Saturday, January 23, 2016

Why it's a silly idea to buy a new camera

As my regular readers will know I possess a Canon XT. I've had it since it was new for which I paid probably $800 - $1000. Today I looked at the secondhand market and eBay seems to be selling plenty XTs for $45 or frequently less. Considering I have taken less than 10,000 photos using my camera over the past 10 years, it works out as really rotten value. In 10 years, had I used film, I would have taken less photos and been more mindful of the cost of the photo. That's not hard to do either. I haven't taken any photos for several months with my XT. I've taken a lot of photos with my phone though.

Checking my phone, I've taken 42 photos this month so far and that's a low number. I expect when I work on my bus project tomorrow I'll take a further dozen photos. My phone is something I need anyway and the camera on it was free. Currently phone cameras are way better value than DSLRs.

Looking at the resale value of cameras - you will certainly want to sell your camera at some point in order to take advantage of later developments - they're a huge money pit. Back in film days when cameras didn't change much from decade to decade they retained their value. That meant it was worth buying a camera because it could be reliably sold for about 75% of what it cost. Now because cameras and lenses are overproduced and oversold, the resale value is negligible. $1,000 for something that'll be worthless in a few short years is a pointless waste of money. Better to stick with a cameraphone and just agree that it won't be great for the more specialised photographic disciplines.

Secondhand, it's well worth buying a camera. The technology won't be the latest but if you can live with that, it could well be worthwhile. I'd like to take night sky photos but am stuck. I either have to spend $300-$400 on the cheapest suitable lens, $300-$400 on a camera with an ISO high enough to use my existing lenses or $175 on a secondhand camera and lens from one of the newer mirrorless systems. It looks obvious - sell the existing stuff and go for the mirrorless solution. There's a problem though - the mirrorless cameras have slightly less dynamic range.

I can honestly say that the way Canon has overproduced and oversold their cameras and lenses is exceptionlly shortsighted and has quite probably ruined the market. I know for sure that if the rate of release had been a lot slower - say one camera every 5 years instead of every 18 months and cameras with real differences rather than notional differences then the bottom would not have fallen out of the used camera market. What difference is there between the XT and the XTi? Simple - 2 megapixels. That is so negligible it's not worth mentioning. What is the difference between 8 megapixels and 16 megapixels? Not much - the extra 8 sounds phenomenal but in actuality means nothing. You will not see a difference on a 10x8 print nor on a 20x16 print.
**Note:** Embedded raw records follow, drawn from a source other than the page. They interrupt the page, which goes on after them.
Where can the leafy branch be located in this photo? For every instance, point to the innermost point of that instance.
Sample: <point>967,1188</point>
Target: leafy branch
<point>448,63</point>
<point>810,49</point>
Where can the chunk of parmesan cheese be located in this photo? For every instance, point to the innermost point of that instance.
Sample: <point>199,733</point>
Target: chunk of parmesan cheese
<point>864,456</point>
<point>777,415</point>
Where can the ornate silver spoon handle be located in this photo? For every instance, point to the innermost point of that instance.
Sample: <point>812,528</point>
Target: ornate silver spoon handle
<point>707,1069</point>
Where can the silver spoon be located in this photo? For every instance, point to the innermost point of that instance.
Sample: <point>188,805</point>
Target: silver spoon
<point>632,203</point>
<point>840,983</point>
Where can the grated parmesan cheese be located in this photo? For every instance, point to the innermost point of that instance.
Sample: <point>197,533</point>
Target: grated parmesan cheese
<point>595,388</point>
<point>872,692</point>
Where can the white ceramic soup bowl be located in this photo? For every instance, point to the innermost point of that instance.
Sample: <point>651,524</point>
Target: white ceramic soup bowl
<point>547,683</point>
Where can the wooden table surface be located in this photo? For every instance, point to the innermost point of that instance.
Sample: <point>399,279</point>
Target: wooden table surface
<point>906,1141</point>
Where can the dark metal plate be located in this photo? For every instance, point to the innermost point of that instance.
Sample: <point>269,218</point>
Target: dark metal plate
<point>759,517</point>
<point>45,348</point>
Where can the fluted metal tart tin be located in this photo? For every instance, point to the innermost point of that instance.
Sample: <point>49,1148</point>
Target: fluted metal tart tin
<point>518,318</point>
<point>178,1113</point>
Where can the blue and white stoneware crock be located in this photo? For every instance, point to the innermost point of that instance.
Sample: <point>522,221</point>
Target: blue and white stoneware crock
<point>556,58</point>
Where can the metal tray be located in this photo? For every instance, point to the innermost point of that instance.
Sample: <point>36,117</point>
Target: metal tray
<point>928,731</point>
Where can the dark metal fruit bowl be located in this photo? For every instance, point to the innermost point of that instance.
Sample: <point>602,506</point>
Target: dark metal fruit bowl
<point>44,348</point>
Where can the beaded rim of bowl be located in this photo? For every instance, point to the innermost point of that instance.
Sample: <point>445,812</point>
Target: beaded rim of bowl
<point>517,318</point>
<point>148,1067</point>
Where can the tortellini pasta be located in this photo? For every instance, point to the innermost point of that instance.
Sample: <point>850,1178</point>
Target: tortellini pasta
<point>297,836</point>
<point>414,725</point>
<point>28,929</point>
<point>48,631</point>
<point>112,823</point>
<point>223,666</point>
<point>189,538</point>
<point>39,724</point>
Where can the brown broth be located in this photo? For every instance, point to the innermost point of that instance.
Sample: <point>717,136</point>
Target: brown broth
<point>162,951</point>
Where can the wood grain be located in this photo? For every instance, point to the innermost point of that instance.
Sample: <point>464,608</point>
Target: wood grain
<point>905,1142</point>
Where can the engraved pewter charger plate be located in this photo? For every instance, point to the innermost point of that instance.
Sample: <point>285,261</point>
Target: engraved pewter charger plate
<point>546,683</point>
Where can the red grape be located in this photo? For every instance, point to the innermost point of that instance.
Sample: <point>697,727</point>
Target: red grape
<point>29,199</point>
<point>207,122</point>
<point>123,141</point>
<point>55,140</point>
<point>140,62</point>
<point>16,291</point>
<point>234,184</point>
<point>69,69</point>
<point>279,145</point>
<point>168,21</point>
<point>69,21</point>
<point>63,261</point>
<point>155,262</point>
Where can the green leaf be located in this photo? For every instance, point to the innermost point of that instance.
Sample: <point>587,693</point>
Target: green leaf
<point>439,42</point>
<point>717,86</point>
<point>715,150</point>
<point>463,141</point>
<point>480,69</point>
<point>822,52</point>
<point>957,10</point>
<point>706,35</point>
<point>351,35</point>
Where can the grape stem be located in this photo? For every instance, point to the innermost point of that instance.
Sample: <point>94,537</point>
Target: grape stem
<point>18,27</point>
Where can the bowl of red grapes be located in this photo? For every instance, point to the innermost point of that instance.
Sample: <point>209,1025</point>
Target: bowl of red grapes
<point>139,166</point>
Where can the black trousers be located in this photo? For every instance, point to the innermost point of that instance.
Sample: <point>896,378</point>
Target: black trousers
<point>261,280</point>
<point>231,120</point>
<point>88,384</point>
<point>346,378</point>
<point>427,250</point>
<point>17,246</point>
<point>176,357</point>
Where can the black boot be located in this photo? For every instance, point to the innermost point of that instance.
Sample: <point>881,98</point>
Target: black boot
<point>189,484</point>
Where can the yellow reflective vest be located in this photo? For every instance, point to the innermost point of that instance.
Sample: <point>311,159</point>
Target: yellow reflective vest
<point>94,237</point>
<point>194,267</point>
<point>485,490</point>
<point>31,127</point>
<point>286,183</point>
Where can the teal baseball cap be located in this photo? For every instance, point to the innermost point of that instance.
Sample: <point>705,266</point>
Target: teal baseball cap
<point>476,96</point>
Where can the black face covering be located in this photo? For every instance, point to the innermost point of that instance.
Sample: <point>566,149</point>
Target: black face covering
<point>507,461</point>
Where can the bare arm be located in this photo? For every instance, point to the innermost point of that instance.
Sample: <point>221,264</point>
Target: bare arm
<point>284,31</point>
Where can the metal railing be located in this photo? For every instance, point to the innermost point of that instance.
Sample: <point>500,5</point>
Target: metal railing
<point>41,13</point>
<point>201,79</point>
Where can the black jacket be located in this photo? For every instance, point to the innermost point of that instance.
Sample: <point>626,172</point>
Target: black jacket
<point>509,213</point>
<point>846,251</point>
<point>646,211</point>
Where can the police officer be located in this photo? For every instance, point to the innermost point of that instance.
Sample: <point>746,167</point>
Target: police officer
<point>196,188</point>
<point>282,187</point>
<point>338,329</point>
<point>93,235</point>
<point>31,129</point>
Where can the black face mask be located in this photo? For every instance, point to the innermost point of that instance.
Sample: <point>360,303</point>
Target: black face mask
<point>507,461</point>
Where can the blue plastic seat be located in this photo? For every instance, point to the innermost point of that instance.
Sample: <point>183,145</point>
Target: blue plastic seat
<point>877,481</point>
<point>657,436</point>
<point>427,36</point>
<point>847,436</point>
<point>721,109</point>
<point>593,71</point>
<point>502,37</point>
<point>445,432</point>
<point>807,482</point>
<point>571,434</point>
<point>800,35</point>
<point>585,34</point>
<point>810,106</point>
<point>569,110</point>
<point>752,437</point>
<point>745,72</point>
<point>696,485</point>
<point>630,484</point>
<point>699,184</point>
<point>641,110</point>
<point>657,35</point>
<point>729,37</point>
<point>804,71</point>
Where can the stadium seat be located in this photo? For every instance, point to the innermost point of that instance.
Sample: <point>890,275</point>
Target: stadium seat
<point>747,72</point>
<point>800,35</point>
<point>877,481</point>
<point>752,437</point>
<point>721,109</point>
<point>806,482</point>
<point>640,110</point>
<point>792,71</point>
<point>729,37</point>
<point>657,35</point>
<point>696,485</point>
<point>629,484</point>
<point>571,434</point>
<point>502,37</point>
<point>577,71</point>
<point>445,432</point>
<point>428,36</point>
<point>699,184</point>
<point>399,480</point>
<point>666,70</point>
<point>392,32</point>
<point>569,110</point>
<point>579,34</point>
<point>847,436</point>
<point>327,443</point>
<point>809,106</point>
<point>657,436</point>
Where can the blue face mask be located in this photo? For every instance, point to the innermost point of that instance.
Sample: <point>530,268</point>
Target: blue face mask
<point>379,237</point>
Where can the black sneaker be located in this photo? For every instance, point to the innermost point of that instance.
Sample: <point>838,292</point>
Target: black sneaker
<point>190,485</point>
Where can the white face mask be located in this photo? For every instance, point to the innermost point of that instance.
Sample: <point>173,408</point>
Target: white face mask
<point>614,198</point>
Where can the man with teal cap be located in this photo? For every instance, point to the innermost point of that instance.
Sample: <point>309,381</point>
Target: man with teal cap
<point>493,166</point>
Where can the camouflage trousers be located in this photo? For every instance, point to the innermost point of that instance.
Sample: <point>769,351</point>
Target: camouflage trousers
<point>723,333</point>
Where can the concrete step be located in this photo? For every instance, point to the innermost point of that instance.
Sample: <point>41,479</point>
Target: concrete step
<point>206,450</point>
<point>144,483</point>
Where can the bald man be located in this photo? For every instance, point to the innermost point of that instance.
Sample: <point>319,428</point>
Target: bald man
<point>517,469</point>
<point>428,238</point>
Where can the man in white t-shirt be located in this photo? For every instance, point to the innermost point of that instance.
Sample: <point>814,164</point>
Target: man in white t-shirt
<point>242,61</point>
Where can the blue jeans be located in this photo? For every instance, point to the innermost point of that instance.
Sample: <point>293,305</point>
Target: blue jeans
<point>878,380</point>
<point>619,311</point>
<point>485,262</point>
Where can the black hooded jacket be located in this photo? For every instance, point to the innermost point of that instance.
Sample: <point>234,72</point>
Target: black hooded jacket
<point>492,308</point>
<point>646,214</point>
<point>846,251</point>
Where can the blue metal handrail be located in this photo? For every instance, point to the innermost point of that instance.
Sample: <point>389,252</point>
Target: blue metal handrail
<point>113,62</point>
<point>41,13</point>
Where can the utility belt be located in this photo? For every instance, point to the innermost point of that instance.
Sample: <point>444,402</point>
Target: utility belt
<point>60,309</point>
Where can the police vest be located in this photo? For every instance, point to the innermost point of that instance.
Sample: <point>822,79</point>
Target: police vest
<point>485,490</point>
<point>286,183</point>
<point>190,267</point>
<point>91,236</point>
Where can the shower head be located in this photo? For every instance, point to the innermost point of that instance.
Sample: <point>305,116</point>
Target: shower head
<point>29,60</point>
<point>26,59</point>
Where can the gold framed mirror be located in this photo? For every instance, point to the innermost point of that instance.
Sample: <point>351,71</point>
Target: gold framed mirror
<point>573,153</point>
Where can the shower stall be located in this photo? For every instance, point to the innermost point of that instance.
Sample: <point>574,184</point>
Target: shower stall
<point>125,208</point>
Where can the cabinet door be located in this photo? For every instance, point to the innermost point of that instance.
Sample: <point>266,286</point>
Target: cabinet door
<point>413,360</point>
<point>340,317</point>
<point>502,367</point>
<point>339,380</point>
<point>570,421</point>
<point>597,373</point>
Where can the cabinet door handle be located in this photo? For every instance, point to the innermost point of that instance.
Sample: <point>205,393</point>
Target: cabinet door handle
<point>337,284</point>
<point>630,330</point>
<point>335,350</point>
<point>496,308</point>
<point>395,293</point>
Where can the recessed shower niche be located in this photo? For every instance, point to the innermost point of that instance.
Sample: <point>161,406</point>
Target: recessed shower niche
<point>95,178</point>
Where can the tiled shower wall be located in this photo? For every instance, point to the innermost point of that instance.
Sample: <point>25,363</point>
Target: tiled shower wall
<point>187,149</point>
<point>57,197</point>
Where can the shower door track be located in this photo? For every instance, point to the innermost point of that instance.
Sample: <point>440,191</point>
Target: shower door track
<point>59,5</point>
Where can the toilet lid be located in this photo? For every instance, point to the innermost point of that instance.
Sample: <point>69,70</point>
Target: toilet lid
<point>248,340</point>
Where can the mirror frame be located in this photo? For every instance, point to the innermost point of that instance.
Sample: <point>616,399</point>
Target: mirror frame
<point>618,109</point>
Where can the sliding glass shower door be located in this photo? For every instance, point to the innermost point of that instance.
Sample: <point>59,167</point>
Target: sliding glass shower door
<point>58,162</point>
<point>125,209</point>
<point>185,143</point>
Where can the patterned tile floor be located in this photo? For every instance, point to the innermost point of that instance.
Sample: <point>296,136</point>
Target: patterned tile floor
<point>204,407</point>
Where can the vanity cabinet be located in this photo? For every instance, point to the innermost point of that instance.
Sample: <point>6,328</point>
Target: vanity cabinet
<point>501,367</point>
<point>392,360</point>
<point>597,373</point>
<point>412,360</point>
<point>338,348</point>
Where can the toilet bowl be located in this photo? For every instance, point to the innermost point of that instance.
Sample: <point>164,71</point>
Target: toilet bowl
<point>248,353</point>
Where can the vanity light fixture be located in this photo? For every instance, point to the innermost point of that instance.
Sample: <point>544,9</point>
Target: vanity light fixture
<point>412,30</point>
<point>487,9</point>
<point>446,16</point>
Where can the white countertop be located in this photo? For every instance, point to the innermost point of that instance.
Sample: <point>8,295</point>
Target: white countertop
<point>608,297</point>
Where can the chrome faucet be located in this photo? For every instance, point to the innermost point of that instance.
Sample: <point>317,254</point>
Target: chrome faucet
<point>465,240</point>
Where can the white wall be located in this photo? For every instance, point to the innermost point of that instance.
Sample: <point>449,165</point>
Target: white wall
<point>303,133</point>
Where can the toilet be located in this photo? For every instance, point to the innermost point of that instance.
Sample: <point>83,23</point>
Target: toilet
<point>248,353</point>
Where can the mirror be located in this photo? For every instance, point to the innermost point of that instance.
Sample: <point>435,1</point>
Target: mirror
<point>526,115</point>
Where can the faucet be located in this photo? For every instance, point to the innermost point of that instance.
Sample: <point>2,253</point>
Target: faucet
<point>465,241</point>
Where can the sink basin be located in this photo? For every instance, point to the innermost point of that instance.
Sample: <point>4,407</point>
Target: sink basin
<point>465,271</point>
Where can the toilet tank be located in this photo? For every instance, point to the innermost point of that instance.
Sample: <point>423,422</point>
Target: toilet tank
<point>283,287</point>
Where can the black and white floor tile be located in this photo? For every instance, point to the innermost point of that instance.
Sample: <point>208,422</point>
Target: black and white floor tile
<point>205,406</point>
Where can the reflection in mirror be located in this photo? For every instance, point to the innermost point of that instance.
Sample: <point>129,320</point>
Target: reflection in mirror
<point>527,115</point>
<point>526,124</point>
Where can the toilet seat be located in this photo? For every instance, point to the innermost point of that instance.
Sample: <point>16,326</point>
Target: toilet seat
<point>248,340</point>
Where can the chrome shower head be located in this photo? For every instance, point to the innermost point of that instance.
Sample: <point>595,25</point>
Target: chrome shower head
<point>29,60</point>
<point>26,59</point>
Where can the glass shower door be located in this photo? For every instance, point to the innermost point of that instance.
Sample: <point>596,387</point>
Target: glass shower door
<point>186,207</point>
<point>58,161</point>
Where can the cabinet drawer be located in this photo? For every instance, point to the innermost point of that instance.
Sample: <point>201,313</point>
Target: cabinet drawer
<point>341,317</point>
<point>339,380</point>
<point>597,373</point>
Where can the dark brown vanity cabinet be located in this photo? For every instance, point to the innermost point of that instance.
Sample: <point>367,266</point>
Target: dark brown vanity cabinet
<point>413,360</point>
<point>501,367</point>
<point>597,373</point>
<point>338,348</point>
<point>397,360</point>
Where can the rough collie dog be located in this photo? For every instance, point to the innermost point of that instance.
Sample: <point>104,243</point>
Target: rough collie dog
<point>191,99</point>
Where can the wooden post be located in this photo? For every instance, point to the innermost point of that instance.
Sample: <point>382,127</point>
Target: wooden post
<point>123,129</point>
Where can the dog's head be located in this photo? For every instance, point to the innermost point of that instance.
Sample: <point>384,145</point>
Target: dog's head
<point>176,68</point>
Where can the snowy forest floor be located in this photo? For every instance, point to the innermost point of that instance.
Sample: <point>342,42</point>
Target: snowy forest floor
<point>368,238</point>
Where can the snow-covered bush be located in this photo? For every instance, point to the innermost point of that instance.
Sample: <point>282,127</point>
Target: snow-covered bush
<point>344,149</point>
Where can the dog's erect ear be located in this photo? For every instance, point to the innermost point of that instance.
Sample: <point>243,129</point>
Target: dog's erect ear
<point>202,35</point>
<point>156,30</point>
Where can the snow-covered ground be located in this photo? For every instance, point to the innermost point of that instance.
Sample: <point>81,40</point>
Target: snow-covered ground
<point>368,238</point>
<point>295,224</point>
As a consequence of Canon's overproduction and overselling, the market has been utterly ruined for new cameras. Who on earth is going to buy a new camera when they can buy a secondhand camera that's had hardly any use for peanuts? If I went for a mirrorless camera then I'd get secondhand and certainly not new! Indeed for the night sky photos I'd like to take, it might even be worth buying a secondhand mirrorless then simply selling the Canon stuff due to its redundancy. Honestly, I just can't see how the $300-$400 cost of a wide prime (even a budget model) can be justified when the mirrorless equivalent is so much less. In terms of modern technology, even a $175 camera comes with higher ISO than my XT and a zoom lens that's almost as fast as the budget prime. 

Buying a camera, these days, is pointless unless it has WiFi, Bluetooth, GPS and NFC built in. It's equally pointless to buy a big camera when the market is clearly favoring smaller cameras. Its certainly not possible to get smaller than a phone camera! So, the question is - how is Canon etc going to manage to sell their overpriced junk? Seriously, if the camera is going to be worthless in 10 years or 5 years then what's the point in buying it? Better to spend the money on hookers and have some value out of it! I certainly don't feel I've had good value out of my Canon camera. And before you go on about my needing to use it more, I've had a phone camera for 3 years and have already taken 6,000 photos with it. That's  way more than my DSLR in 10 years!